Hegamyer uses a Power Pole — an automated dagger that sticks into the bottom to stop the boat when he pushes a button on his remote control. “Whether you are drifting with the tide or the wind, the Power-Pole allows you to stop the boat without having to take your eye off of a school of redfish. I can lay my push pole in the ‘pole caddy’and be casting my lure to the closest fish in no time.”

Using a flats boat allows fishermen to get closer to fish, but what artificial baits should be pitched in their direction? Hegamyer’s first choice is a 2-inch Gulp! peeler crab in Texas Chicken color rigged on a 3/0 circle hook tied with a snell knot. He also likes the 4-inch Gulp! swimming mullet in chartreuse or lime tiger. A popular fisherman’s saying is, “If it ain’t chartreuse, then it ain’t no use!”

Fishermen can add a sliding weight to their line if they want to increase casting distance; another benefit of a slider is that when the fish pick a bait up off the bottom, they don’t feel the sinker.

Can you use a float in the shallows? You bet. Even in skinny water, a float can help to keep a bait slightly elevated, and the click/clack noise produced when twitching a float can be enough to make a “nearby” redfish come and take a look.

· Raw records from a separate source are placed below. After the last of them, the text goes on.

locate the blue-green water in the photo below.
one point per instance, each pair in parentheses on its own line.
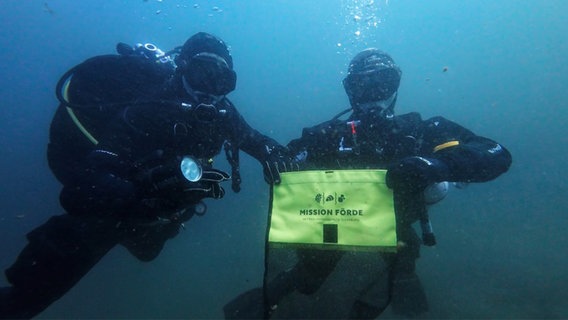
(502,246)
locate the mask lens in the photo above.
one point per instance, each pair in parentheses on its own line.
(373,85)
(210,73)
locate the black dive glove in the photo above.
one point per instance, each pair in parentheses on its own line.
(414,174)
(276,162)
(209,186)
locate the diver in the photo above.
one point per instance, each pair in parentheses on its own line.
(132,143)
(418,154)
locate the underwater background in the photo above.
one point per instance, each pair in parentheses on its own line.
(497,67)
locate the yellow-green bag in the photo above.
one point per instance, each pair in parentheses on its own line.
(340,209)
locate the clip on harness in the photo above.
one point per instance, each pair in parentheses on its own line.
(232,154)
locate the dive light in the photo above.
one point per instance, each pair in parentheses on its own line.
(190,169)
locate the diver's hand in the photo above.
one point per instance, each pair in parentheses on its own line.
(275,165)
(414,174)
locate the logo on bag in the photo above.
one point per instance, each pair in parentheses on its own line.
(330,198)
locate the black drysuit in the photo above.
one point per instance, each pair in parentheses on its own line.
(106,193)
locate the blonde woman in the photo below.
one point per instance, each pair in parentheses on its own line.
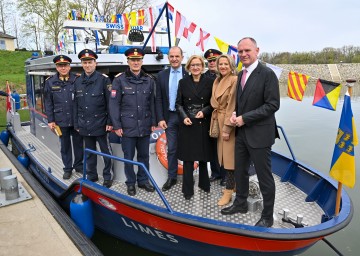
(194,142)
(223,101)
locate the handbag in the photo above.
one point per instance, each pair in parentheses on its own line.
(214,128)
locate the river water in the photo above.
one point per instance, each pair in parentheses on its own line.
(312,133)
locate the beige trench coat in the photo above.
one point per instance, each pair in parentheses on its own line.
(223,100)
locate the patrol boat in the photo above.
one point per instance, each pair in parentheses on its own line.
(164,222)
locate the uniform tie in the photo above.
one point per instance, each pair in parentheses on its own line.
(243,78)
(173,90)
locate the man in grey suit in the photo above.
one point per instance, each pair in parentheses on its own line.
(258,98)
(167,117)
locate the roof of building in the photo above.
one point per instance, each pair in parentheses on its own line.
(3,35)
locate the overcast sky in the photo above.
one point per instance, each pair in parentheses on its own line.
(277,25)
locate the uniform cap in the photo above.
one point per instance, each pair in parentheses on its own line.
(134,53)
(62,59)
(212,54)
(87,54)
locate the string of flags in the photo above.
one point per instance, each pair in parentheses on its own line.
(326,93)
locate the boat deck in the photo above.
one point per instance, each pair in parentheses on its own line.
(201,204)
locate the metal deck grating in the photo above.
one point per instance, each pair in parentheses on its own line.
(201,204)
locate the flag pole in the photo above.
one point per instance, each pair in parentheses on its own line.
(349,84)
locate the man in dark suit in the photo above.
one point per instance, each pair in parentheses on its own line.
(258,99)
(167,117)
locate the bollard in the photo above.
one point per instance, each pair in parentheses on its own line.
(11,187)
(3,173)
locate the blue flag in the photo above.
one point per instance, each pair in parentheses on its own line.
(343,161)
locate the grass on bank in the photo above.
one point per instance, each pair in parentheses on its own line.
(12,68)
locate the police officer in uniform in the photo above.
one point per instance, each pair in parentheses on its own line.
(217,172)
(132,110)
(59,99)
(92,90)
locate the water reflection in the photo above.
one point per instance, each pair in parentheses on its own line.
(312,132)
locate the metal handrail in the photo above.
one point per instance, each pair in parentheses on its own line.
(128,162)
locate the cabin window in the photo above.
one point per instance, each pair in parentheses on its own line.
(39,93)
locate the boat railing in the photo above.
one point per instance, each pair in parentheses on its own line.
(141,165)
(287,142)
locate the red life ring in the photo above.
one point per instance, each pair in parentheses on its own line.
(161,153)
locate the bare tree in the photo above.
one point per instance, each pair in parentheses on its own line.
(51,12)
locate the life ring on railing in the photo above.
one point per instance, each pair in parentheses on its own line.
(161,153)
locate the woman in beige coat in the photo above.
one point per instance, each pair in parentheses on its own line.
(223,101)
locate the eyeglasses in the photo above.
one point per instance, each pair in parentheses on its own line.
(195,65)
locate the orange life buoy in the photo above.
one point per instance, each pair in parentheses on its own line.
(161,153)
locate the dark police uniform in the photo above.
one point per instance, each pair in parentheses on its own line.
(132,109)
(91,116)
(59,102)
(217,172)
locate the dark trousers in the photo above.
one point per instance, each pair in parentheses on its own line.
(90,143)
(171,138)
(188,177)
(141,144)
(262,162)
(216,170)
(67,149)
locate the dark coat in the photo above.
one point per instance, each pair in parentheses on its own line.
(59,100)
(91,104)
(162,94)
(194,142)
(132,104)
(257,104)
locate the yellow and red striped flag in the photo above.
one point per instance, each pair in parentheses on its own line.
(296,85)
(141,17)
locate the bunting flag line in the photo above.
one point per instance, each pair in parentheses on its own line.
(296,85)
(141,17)
(326,94)
(223,47)
(171,12)
(189,30)
(133,19)
(343,161)
(180,22)
(152,41)
(203,39)
(8,102)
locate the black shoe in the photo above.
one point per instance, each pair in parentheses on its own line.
(212,178)
(168,184)
(147,186)
(223,182)
(67,175)
(131,190)
(95,179)
(265,223)
(188,197)
(207,190)
(107,183)
(234,209)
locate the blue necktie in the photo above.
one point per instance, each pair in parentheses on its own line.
(173,90)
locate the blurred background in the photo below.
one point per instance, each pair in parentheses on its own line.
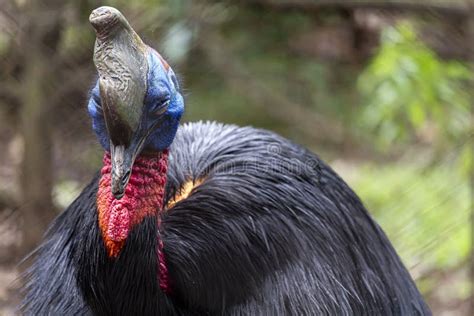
(382,90)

Fly-fisherman hold an advantage in skinny water because the presentation of a fly is much more subtle that a weighted jerkbait or any other lure. Hegamyer says he keeps it simple and basic when it comes to flies; he advises using something like an olive-and-Clouser minnow. When a fish comes to the boat, handle it with care, using either a boga-grip or a rubber net that won’t rub the slime off. Most redfish are caught and released these days by recreational anglers keenly aware that redfish are a fragile component of our natural resources, and that only later in their life cycle do they become breeders.

During the HT3 Redfish Tour, Hegamyer had the redfish to himself in a super-shallow area, casting a 8-weight Sage fly rod. Other boats had been in his “honey hole” earlier in the day, but as the tide ebbed out to a -0.3, those boats had to back off or take a chance on getting stuck.

On one retrieve, a redfish that made the water boil was so shallow that it’s mouth broke the water’s surface — but Hegamyer didn’t get a good hookset.

Hegamyer said redfish miss baits on a lot of strikes because they’re not visual feeders, feeding more by smell. Their mouth is on the bottom of their head making it difficult for them to look up and hit something higher in the water column.

Another plus to being back in the shallows at dead low tide is that when the water starts to come back in, more redfish will return, and they won’t be expecting any anglers dead ahead. Rather, they are focused on getting out of any water deep enough for a predatory dolphin to use, and getting into the safety of skinny water.